# Constant Shortness Of Breath



## Jayden (Feb 9, 2011)

I have constant shortness of breath. I imagine it is just anxiety, just thought I would put out there if anyone else has this same symptom. I've actually had this when I was really little too and my mom thought I couldnt breathe, i felt fine, but her reaction to me made me panick and we ended up going to the hospital and everything was fine.

Hmmm....maybe I've always subconciously had a bit of anxeity.

DP sometimes feels like solving a big puzzle.

Well thats it,

- Jayd


----------



## ValleyGirl (Nov 10, 2017)

Yes, it is from anxiety. I have it too.


----------



## never_giving_up (Jun 23, 2010)

It is the muscle tension in your chest / upper body. Try breathing exercises to help loosen the muscles. Breathing deeply and slowly increases blood flow to the muscles and thus can help relax them.


----------



## Nichole (Feb 22, 2011)

I also have it.... I keep thinking there's something wrong with me............. But it's the anxiety/panic that comes with depersonalization...... or vice versa

The only thing I have noticed that helps is Ativan/ Lorazepam.

I don't regularily recommend medication... but if it weren't for that I would be in a psychiatric hospital thinking I was losing my mind/dying


----------



## never_giving_up (Jun 23, 2010)

Also I should say,

the shortness of breath + muscle tension is linked to the emotional numbness. As such, breathing exercises are a way of releasing trapped emotional energy in the body.

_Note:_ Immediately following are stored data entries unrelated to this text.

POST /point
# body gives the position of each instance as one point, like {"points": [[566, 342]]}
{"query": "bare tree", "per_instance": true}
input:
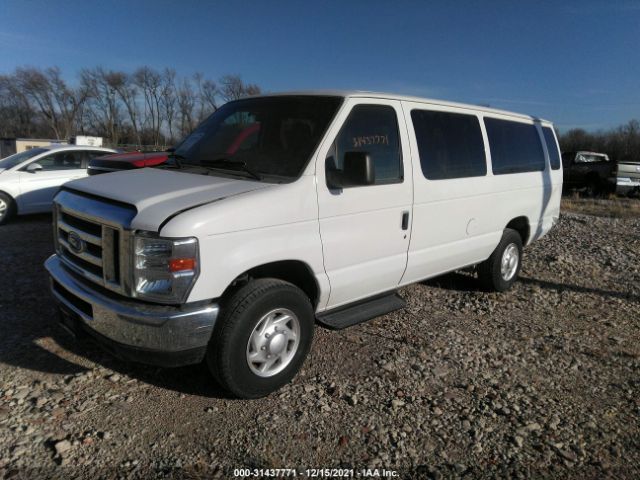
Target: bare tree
{"points": [[146, 106], [233, 88], [127, 92], [169, 100], [104, 112], [186, 106], [150, 83], [17, 117], [51, 96]]}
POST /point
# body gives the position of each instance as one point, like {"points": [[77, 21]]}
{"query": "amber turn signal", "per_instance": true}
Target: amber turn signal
{"points": [[181, 264]]}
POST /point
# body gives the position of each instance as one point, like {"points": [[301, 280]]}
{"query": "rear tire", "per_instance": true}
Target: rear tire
{"points": [[261, 338], [500, 271], [7, 208]]}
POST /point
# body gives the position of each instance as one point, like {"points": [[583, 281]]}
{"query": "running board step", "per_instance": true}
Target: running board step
{"points": [[361, 312]]}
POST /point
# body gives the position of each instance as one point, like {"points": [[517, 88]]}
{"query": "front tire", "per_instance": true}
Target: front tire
{"points": [[261, 338], [7, 208], [500, 271]]}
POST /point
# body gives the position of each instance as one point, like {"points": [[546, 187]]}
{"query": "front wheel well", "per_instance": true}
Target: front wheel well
{"points": [[520, 225], [295, 272]]}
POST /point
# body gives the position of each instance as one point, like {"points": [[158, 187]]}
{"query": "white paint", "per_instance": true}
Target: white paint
{"points": [[33, 191], [351, 241]]}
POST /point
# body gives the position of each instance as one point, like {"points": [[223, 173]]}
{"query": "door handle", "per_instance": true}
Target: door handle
{"points": [[405, 220]]}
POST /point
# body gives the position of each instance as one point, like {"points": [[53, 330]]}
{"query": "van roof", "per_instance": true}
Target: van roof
{"points": [[407, 98]]}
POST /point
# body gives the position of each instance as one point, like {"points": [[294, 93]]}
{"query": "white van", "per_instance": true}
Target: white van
{"points": [[279, 211]]}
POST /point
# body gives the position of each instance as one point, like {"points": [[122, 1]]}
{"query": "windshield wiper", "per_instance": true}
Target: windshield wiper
{"points": [[238, 164], [176, 157]]}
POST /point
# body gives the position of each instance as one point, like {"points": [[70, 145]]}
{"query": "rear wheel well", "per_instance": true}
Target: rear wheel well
{"points": [[520, 225], [295, 272]]}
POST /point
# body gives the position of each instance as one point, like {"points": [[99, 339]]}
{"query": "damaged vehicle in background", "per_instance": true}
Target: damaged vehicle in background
{"points": [[596, 174], [30, 179]]}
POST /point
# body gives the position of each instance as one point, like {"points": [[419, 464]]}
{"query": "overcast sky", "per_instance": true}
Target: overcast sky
{"points": [[575, 63]]}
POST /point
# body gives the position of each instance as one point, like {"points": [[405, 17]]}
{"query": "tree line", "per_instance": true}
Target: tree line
{"points": [[158, 107], [147, 107], [621, 143]]}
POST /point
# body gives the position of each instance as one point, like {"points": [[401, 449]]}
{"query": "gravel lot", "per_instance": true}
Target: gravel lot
{"points": [[542, 381]]}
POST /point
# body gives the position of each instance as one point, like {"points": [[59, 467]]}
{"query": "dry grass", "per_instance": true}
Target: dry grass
{"points": [[611, 206]]}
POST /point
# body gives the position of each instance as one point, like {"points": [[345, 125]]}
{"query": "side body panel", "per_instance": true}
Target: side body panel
{"points": [[252, 229], [459, 222]]}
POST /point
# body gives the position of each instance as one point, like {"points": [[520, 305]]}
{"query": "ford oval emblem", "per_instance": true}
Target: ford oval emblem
{"points": [[75, 242]]}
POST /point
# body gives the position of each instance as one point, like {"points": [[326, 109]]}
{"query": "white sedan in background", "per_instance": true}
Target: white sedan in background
{"points": [[30, 179]]}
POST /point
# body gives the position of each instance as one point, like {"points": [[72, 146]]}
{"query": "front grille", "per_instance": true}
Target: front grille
{"points": [[92, 245], [78, 303]]}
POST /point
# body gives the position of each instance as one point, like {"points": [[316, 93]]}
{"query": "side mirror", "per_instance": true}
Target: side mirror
{"points": [[358, 171]]}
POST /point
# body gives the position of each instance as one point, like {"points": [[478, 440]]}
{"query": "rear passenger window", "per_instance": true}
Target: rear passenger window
{"points": [[372, 129], [515, 147], [449, 144], [552, 148]]}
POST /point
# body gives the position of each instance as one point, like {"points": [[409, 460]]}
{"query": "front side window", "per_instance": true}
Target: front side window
{"points": [[372, 129], [450, 145], [515, 147], [69, 160], [17, 158], [552, 148], [272, 136]]}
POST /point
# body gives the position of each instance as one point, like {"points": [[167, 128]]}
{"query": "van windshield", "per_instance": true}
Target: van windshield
{"points": [[267, 136], [17, 158]]}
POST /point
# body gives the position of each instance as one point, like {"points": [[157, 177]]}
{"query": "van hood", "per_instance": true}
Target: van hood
{"points": [[160, 194]]}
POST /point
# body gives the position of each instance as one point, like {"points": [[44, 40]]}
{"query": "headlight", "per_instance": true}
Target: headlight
{"points": [[164, 269]]}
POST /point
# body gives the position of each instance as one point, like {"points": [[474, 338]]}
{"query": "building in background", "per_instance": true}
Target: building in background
{"points": [[9, 146]]}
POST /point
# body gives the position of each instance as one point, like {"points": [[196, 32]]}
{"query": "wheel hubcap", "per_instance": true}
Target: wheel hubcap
{"points": [[273, 342], [510, 260]]}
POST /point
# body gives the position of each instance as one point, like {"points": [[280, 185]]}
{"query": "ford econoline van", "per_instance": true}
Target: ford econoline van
{"points": [[282, 211]]}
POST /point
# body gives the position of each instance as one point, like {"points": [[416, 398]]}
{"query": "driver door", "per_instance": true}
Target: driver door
{"points": [[365, 230], [38, 187]]}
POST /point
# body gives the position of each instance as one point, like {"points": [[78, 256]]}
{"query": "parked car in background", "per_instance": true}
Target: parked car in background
{"points": [[284, 210], [125, 161], [593, 172], [30, 179], [628, 178]]}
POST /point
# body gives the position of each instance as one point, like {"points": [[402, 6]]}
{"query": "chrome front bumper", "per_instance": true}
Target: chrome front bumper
{"points": [[135, 330]]}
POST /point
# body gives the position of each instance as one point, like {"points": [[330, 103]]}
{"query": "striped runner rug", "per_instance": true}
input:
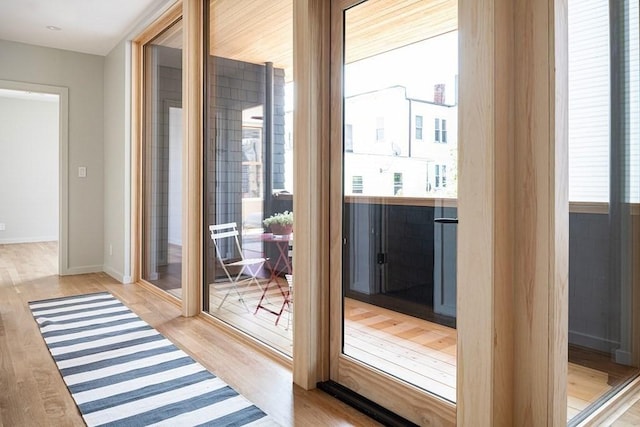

Of course it's easier said than done. If you're like me, it's an effort to even concentrate on breathing. Maybe that's because I'm lazy, but there does seem to be some unconscious aversion to it, which is perhaps linked to why I am breathing this way in the first place. Like a part of me is fighting to stay numb.


----------



## Visual (Oct 13, 2010)

Jayd said:


> I have constant shortness of breath. I imagine it is just anxiety, just thought I would put out there if anyone else has this same symptom. I've actually had this when I was really little too and my mom thought I couldnt breathe, i felt fine, but her reaction to me made me panick and we ended up going to the hospital and everything was fine.
> 
> Hmmm....maybe I've always subconciously had a bit of anxeity.
> 
> ...


Is it that you can get a deep breath? That you breath shallow or hold your breath? Or you just feel like you don't get enough air even when you breath deep?


----------



## Jayden (Feb 9, 2011)

Visual Dude said:


> Is it that you can get a deep breath? That you breath shallow or hold your breath? Or you just feel like you don't get enough air even when you breath deep?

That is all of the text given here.